Penelitian ini juga mengungkapkan hubungan yang lebih dekat antara leluhur individu purba yang terkait dengan Austronesia dari Wallacea utara dan Pasifik. Hubungan tersebut kemudian dibandingkan dengan mereka yang berasal dari Wallacea selatan, sebuah pola yang sesuai dengan bukti linguistik.

Toetik Koesbardiati (Tengah), Antropolog Indonesia (Universitas Airlangga) (Universitas Airlangga)

Selain itu, analisis ini dapat menjelaskan waktu pencampuran genetik Asia-Papua. "Penelitian sebelumnya berdasarkan populasi masa kini telah melaporkan perkiraan yang sangat berbeda, beberapa di antaranya mendahului bukti arkeologis untuk ekspansi Austronesia, sementara yang lain jauh lebih baru," kata Mark Stonekin, penulis senior studi tersebut.

Karena kita, lanjutnya, sekarang memiliki individu purba dari periode waktu yang berbeda. "Kita dapat langsung menunjukkan campuran itu terjadi dalam beberapa gelombang atau terus menerus sejak setidaknya 3.000 tahun yang lalu di seluruh Wallacea," jelas Stoneking.

"Studi di masa depan pada genom yang lebih tua mungkin memperpanjang tanggal ini lebih jauh."

Tim juga mencari kesamaan genetik antara Wallacea purba yang baru dilaporkan dan individu pra-Neolitikum yang diterbitkan sebelumnya dari Sulawesi, pulau lain di Wallacea.

Sementara itu, Cosimo Posth penulis senior yang lainnya mengatakan, bahwa semua individu Wallacean yang diurutkan dalam penelitian ini lebih mirip dengan kelompok New Guinea saat ini daripada populasi lokal sebelumnya. Hal itu menunjukkan bahwa kedua wilayah ini terhubung lebih dekat pada zaman kuno daripada yang dibayangkan sebelumnya

"Hasil ini juga mengkonfirmasi bahwa nenek moyang genetik dari pemburu-pengumpul Wallacea sebagian besar telah berganti," kata Posth.

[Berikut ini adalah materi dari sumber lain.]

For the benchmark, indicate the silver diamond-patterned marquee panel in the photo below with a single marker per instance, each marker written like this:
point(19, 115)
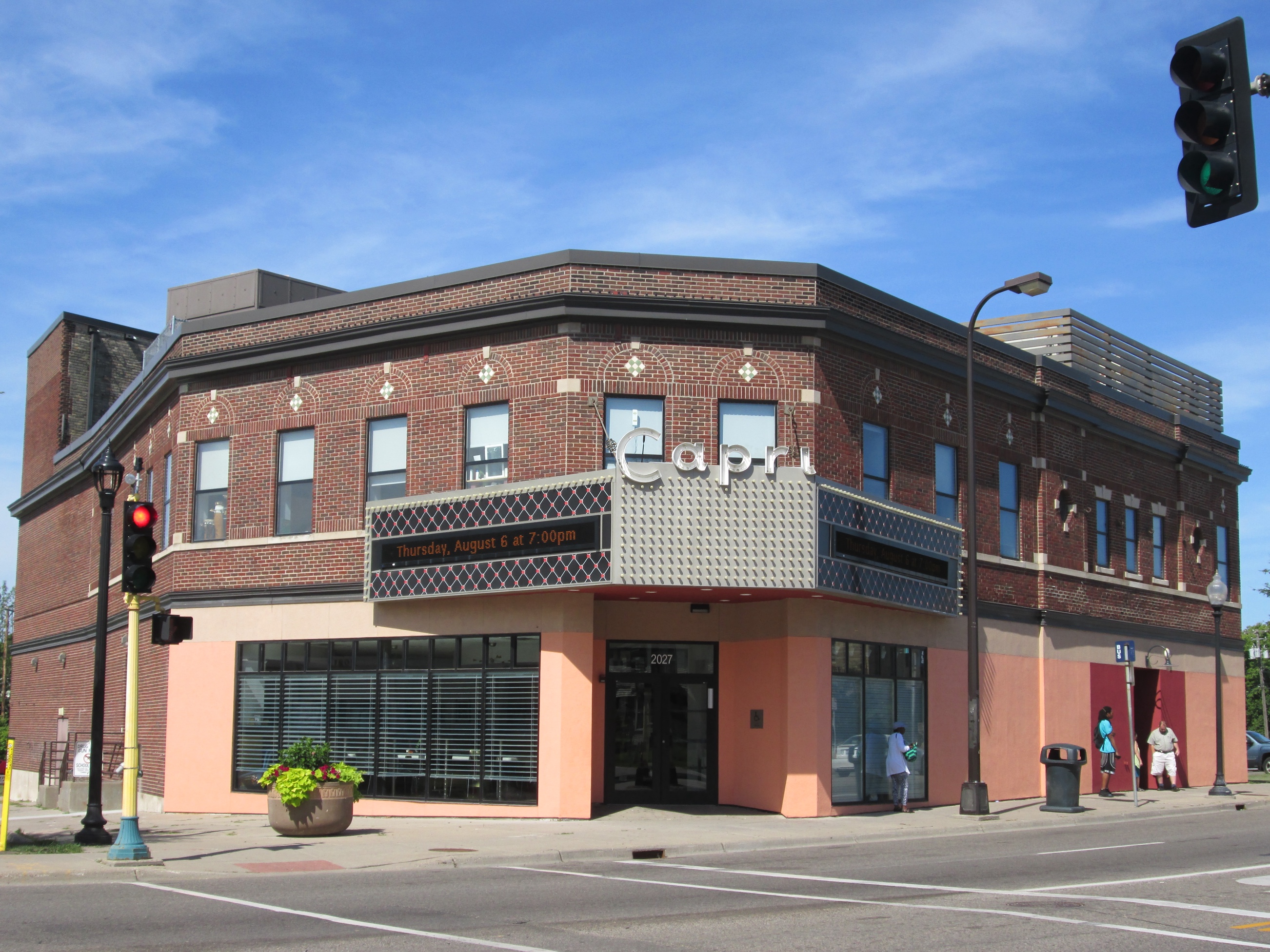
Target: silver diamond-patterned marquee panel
point(884, 522)
point(886, 587)
point(757, 532)
point(476, 512)
point(541, 572)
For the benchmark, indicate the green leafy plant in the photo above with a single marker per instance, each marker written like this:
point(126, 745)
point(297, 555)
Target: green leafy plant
point(295, 786)
point(305, 755)
point(303, 767)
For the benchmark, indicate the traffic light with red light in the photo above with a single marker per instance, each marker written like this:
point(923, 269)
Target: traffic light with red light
point(139, 547)
point(168, 629)
point(1214, 122)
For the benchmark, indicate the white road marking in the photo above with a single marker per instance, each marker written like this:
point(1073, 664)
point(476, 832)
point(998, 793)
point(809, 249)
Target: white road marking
point(1134, 900)
point(903, 905)
point(1149, 879)
point(342, 921)
point(1092, 850)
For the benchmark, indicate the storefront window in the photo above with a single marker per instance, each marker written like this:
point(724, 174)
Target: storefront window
point(423, 719)
point(874, 686)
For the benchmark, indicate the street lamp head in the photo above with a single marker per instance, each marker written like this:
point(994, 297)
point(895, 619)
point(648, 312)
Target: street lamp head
point(1217, 593)
point(107, 474)
point(1032, 285)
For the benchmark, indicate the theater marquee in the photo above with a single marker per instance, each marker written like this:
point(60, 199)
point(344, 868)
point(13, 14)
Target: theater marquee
point(760, 527)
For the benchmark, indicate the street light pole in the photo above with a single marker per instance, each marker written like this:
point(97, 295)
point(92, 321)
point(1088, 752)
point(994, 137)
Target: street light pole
point(974, 791)
point(1217, 593)
point(107, 474)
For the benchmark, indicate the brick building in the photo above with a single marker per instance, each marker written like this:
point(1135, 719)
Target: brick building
point(610, 527)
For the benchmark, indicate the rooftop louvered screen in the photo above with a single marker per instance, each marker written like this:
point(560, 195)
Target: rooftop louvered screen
point(1114, 360)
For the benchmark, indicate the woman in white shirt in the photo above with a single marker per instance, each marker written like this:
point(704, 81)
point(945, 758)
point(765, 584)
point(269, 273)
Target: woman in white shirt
point(897, 766)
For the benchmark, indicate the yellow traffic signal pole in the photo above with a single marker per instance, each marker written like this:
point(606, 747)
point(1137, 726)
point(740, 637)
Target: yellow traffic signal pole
point(4, 810)
point(129, 844)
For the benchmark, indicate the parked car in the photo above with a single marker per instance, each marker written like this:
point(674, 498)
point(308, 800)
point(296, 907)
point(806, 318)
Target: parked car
point(1259, 752)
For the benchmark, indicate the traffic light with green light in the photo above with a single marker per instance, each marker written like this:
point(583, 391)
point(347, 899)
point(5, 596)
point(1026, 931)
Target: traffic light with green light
point(139, 547)
point(1214, 122)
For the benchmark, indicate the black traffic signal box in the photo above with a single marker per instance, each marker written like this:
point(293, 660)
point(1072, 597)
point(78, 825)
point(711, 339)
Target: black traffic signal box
point(168, 629)
point(1214, 122)
point(139, 547)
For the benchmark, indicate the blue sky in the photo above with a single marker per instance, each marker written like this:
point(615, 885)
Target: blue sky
point(932, 153)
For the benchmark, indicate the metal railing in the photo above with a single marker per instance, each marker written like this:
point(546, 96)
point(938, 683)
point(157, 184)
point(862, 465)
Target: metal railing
point(58, 759)
point(1114, 360)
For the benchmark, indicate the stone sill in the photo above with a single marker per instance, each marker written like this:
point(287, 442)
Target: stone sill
point(1101, 578)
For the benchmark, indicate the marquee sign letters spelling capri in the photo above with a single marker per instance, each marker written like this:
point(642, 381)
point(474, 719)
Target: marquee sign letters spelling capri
point(693, 456)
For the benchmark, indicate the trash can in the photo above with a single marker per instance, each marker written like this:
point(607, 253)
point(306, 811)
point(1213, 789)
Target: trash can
point(1063, 763)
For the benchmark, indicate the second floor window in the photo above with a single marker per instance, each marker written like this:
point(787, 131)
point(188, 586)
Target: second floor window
point(385, 460)
point(1103, 556)
point(877, 461)
point(1223, 565)
point(165, 540)
point(295, 483)
point(625, 414)
point(751, 426)
point(211, 490)
point(945, 482)
point(486, 455)
point(1131, 540)
point(1008, 480)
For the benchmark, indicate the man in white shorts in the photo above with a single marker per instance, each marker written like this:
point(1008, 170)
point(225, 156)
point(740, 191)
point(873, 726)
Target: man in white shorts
point(1164, 756)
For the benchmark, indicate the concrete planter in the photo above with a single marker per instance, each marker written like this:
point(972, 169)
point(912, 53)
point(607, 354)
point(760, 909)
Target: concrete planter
point(329, 810)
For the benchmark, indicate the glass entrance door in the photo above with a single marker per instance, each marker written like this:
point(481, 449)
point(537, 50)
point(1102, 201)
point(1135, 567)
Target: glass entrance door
point(662, 722)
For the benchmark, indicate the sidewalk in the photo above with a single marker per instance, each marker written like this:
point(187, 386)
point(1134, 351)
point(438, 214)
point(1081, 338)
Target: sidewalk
point(244, 844)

Laporan penelitian tersebut telah diterbitkan di jurnal bergengsi Nature Ecology and Evolution. Publikasi tersebut merupakan jurnal akses terbuka yang dapat diakses daring dengan judul "Ancient genomes from the last three millennia support multiple human dispersals into Wallacea" baru-baru ini.